The table below shows the class-wise evaluation metrics.

.. csv-table::
    :file: ../../csv/rf_hessig_class_eval.csv
    :widths: 30 17 17 17 17
    :header-rows: 1


The table below shows the global evaluation metrics.

.. csv-table::
    :file: ../../csv/rf_hessig_global_eval.csv
    :widths: 9 9 9 9 9 9 9 9 9 9 9
    :header-rows: 1


Visualization
===============

The figure below shows the results of the previously explained pipelines.

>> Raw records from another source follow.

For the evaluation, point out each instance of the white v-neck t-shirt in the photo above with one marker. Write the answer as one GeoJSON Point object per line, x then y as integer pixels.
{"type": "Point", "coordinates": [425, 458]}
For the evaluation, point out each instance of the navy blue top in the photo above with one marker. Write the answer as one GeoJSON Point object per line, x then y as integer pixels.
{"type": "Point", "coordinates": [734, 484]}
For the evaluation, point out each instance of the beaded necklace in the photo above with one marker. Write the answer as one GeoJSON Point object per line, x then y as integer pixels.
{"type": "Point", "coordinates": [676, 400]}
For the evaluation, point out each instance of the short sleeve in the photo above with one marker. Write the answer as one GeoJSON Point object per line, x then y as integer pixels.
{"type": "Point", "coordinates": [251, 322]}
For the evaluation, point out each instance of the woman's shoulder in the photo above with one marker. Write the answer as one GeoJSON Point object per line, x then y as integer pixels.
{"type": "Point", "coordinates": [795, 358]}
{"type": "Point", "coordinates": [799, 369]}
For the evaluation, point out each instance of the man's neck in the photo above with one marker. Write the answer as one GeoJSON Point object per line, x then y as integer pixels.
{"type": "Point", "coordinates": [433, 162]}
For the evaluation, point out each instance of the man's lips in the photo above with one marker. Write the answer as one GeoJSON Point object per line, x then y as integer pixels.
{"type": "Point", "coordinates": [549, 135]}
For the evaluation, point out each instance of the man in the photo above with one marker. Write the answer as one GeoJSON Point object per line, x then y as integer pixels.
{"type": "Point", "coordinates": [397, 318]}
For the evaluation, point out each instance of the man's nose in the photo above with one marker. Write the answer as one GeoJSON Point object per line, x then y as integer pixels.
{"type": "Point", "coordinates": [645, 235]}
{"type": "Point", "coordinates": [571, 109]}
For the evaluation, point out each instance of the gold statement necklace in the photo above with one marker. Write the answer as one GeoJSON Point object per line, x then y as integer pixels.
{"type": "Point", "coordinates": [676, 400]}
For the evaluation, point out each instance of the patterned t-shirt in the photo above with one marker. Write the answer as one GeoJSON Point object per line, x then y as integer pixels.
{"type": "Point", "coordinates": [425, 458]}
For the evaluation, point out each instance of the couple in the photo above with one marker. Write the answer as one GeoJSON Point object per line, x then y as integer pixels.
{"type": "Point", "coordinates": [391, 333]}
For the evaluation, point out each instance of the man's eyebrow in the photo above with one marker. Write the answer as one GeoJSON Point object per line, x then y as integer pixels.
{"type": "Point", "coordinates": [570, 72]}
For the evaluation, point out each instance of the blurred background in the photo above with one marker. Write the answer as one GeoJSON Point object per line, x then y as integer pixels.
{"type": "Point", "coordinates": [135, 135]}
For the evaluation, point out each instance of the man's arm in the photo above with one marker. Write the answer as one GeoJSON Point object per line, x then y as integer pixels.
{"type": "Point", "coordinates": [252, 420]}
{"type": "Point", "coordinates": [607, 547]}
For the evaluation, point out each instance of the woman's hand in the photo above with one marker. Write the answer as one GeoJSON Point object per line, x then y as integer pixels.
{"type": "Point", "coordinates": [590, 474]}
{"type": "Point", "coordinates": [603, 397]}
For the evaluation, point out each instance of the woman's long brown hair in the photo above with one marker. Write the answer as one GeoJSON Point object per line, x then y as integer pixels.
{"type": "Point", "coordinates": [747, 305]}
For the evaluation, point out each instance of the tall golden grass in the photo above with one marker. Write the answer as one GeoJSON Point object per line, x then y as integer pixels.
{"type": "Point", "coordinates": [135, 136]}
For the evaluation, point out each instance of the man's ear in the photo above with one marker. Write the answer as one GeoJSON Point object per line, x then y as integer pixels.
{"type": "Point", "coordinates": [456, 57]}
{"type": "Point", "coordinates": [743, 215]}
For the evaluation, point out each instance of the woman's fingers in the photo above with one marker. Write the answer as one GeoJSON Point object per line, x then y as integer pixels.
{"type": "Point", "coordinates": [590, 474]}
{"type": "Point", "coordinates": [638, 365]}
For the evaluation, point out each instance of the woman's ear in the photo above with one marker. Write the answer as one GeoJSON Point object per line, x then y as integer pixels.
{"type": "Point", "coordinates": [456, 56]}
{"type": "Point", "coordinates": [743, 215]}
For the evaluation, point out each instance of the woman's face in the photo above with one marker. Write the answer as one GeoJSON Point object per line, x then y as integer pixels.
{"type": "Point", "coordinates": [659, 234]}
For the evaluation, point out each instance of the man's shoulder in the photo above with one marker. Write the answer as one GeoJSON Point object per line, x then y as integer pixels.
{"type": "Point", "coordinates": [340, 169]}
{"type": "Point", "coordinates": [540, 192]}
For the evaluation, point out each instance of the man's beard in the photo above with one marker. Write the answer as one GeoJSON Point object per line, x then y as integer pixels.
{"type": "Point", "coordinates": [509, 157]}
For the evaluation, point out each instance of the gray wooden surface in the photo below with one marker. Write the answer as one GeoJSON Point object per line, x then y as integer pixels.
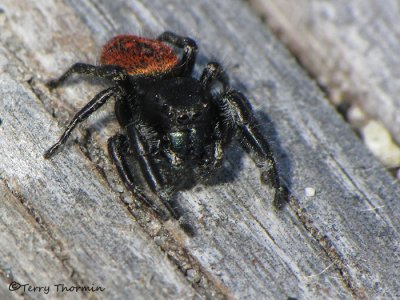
{"type": "Point", "coordinates": [69, 220]}
{"type": "Point", "coordinates": [350, 46]}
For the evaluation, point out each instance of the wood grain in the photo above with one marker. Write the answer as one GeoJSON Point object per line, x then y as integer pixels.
{"type": "Point", "coordinates": [351, 47]}
{"type": "Point", "coordinates": [341, 243]}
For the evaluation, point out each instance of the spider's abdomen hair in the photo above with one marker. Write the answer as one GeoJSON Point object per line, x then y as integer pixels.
{"type": "Point", "coordinates": [138, 55]}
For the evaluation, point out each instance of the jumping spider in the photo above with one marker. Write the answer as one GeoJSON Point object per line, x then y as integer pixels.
{"type": "Point", "coordinates": [174, 127]}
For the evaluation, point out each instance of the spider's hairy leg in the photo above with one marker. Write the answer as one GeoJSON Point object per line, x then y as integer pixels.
{"type": "Point", "coordinates": [253, 142]}
{"type": "Point", "coordinates": [114, 73]}
{"type": "Point", "coordinates": [212, 73]}
{"type": "Point", "coordinates": [118, 149]}
{"type": "Point", "coordinates": [189, 47]}
{"type": "Point", "coordinates": [155, 176]}
{"type": "Point", "coordinates": [81, 116]}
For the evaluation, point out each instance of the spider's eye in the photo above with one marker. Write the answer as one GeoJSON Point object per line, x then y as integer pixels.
{"type": "Point", "coordinates": [183, 119]}
{"type": "Point", "coordinates": [196, 115]}
{"type": "Point", "coordinates": [164, 107]}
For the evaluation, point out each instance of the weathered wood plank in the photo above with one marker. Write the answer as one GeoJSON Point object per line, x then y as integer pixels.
{"type": "Point", "coordinates": [339, 244]}
{"type": "Point", "coordinates": [351, 47]}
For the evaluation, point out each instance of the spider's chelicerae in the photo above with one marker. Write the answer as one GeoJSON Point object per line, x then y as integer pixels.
{"type": "Point", "coordinates": [173, 127]}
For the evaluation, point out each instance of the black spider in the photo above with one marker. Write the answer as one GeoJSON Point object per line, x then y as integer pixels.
{"type": "Point", "coordinates": [174, 128]}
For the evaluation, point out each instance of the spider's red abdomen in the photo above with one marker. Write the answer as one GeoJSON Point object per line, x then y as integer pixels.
{"type": "Point", "coordinates": [138, 56]}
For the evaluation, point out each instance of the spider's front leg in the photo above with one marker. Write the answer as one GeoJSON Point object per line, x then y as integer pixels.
{"type": "Point", "coordinates": [154, 174]}
{"type": "Point", "coordinates": [237, 109]}
{"type": "Point", "coordinates": [81, 116]}
{"type": "Point", "coordinates": [118, 149]}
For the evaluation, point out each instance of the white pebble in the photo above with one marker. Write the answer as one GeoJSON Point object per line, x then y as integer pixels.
{"type": "Point", "coordinates": [310, 192]}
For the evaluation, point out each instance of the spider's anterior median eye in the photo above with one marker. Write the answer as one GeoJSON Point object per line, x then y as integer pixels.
{"type": "Point", "coordinates": [164, 107]}
{"type": "Point", "coordinates": [183, 119]}
{"type": "Point", "coordinates": [196, 115]}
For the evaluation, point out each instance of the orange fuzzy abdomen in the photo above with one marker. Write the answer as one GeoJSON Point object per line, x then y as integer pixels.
{"type": "Point", "coordinates": [138, 56]}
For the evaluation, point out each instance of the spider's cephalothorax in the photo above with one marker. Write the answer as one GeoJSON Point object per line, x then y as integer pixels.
{"type": "Point", "coordinates": [173, 127]}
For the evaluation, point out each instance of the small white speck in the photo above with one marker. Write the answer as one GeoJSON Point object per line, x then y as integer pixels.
{"type": "Point", "coordinates": [119, 188]}
{"type": "Point", "coordinates": [310, 192]}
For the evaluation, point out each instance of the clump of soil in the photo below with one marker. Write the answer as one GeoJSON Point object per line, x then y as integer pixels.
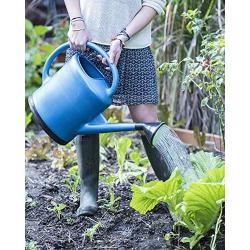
{"type": "Point", "coordinates": [121, 229]}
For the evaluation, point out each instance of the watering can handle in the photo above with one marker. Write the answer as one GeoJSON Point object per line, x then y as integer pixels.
{"type": "Point", "coordinates": [91, 45]}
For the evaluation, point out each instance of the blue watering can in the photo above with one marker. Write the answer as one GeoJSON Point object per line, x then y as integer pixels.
{"type": "Point", "coordinates": [71, 102]}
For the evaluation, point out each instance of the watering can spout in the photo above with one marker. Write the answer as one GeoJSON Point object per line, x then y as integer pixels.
{"type": "Point", "coordinates": [100, 125]}
{"type": "Point", "coordinates": [149, 129]}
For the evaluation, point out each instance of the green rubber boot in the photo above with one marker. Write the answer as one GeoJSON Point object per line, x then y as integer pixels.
{"type": "Point", "coordinates": [87, 149]}
{"type": "Point", "coordinates": [156, 160]}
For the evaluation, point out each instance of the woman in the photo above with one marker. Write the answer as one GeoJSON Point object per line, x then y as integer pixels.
{"type": "Point", "coordinates": [123, 29]}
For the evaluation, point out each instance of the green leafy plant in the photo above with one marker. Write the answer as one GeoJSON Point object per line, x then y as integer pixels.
{"type": "Point", "coordinates": [73, 182]}
{"type": "Point", "coordinates": [196, 206]}
{"type": "Point", "coordinates": [29, 202]}
{"type": "Point", "coordinates": [110, 182]}
{"type": "Point", "coordinates": [203, 161]}
{"type": "Point", "coordinates": [57, 208]}
{"type": "Point", "coordinates": [205, 72]}
{"type": "Point", "coordinates": [28, 119]}
{"type": "Point", "coordinates": [90, 232]}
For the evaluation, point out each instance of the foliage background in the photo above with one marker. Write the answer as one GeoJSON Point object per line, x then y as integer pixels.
{"type": "Point", "coordinates": [177, 38]}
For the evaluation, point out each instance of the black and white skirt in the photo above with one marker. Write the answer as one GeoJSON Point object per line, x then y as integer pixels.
{"type": "Point", "coordinates": [137, 75]}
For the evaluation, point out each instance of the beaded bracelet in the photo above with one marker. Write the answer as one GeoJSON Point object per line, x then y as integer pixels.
{"type": "Point", "coordinates": [124, 33]}
{"type": "Point", "coordinates": [78, 17]}
{"type": "Point", "coordinates": [121, 42]}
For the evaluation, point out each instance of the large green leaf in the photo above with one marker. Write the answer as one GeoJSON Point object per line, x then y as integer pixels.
{"type": "Point", "coordinates": [202, 204]}
{"type": "Point", "coordinates": [146, 197]}
{"type": "Point", "coordinates": [203, 161]}
{"type": "Point", "coordinates": [214, 175]}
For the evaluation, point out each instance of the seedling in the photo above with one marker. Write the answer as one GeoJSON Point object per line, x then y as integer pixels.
{"type": "Point", "coordinates": [57, 209]}
{"type": "Point", "coordinates": [110, 181]}
{"type": "Point", "coordinates": [30, 245]}
{"type": "Point", "coordinates": [90, 232]}
{"type": "Point", "coordinates": [29, 202]}
{"type": "Point", "coordinates": [28, 119]}
{"type": "Point", "coordinates": [73, 182]}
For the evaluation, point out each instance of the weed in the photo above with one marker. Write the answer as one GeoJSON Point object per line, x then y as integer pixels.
{"type": "Point", "coordinates": [28, 119]}
{"type": "Point", "coordinates": [110, 181]}
{"type": "Point", "coordinates": [90, 232]}
{"type": "Point", "coordinates": [30, 245]}
{"type": "Point", "coordinates": [57, 209]}
{"type": "Point", "coordinates": [29, 202]}
{"type": "Point", "coordinates": [73, 182]}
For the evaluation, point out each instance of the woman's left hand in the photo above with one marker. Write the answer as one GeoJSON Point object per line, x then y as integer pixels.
{"type": "Point", "coordinates": [114, 53]}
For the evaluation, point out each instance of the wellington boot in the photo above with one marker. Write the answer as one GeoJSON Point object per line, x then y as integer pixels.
{"type": "Point", "coordinates": [87, 149]}
{"type": "Point", "coordinates": [156, 160]}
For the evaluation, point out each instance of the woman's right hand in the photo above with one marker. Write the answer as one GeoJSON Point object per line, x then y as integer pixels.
{"type": "Point", "coordinates": [78, 36]}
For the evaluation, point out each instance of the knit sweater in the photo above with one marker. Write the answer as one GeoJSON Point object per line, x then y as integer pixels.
{"type": "Point", "coordinates": [106, 18]}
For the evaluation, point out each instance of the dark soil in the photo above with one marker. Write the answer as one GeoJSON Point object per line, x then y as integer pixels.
{"type": "Point", "coordinates": [121, 229]}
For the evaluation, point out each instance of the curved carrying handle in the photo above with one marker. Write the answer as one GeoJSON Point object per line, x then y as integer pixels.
{"type": "Point", "coordinates": [91, 45]}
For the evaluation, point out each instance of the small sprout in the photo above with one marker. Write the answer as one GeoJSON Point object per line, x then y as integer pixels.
{"type": "Point", "coordinates": [90, 232]}
{"type": "Point", "coordinates": [29, 202]}
{"type": "Point", "coordinates": [57, 209]}
{"type": "Point", "coordinates": [30, 245]}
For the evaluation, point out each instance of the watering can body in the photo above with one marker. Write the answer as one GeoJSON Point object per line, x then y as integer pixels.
{"type": "Point", "coordinates": [71, 102]}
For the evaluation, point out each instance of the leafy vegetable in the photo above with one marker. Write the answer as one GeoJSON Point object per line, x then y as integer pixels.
{"type": "Point", "coordinates": [196, 206]}
{"type": "Point", "coordinates": [203, 161]}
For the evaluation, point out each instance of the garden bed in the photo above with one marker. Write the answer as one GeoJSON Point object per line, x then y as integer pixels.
{"type": "Point", "coordinates": [121, 228]}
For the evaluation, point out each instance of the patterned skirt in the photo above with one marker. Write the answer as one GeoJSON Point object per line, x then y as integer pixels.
{"type": "Point", "coordinates": [137, 74]}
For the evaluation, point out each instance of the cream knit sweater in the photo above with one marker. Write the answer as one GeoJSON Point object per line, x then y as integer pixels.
{"type": "Point", "coordinates": [105, 18]}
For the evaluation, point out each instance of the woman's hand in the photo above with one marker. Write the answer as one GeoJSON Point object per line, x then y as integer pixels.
{"type": "Point", "coordinates": [114, 53]}
{"type": "Point", "coordinates": [79, 36]}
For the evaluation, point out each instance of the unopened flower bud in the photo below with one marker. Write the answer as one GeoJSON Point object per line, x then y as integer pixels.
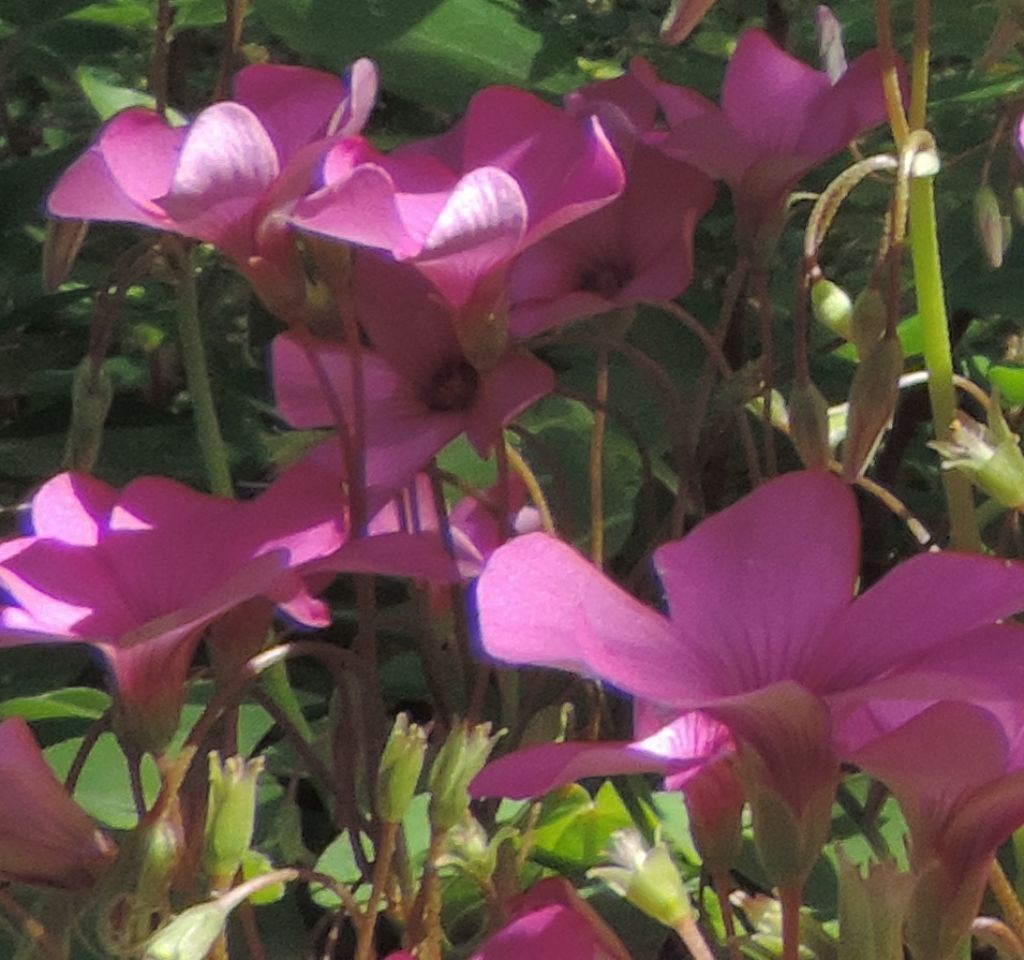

.. figure:: ../../img/rf_hessig.png
    :scale: 50
    :alt: Figure representing the references, predictions, entropies and
        likelihoods.

    Visualization of the reference and predictions together with the binary
    fail/success mask. Also, the point-wise entropy and the likelihood for the
    roof and vehicle classes.


Application
==============

This example has two main applications:

#.  **Baseline model** for urban semantic segmentation in 3D point clouds with
    machine learning.

#.  Exploring the **adequateness of a given set of features** for urban
    semantic segmentation. Since the machine learning model does not derive
    features but uses given features, it can be used to assess how well
    different sets of features perform.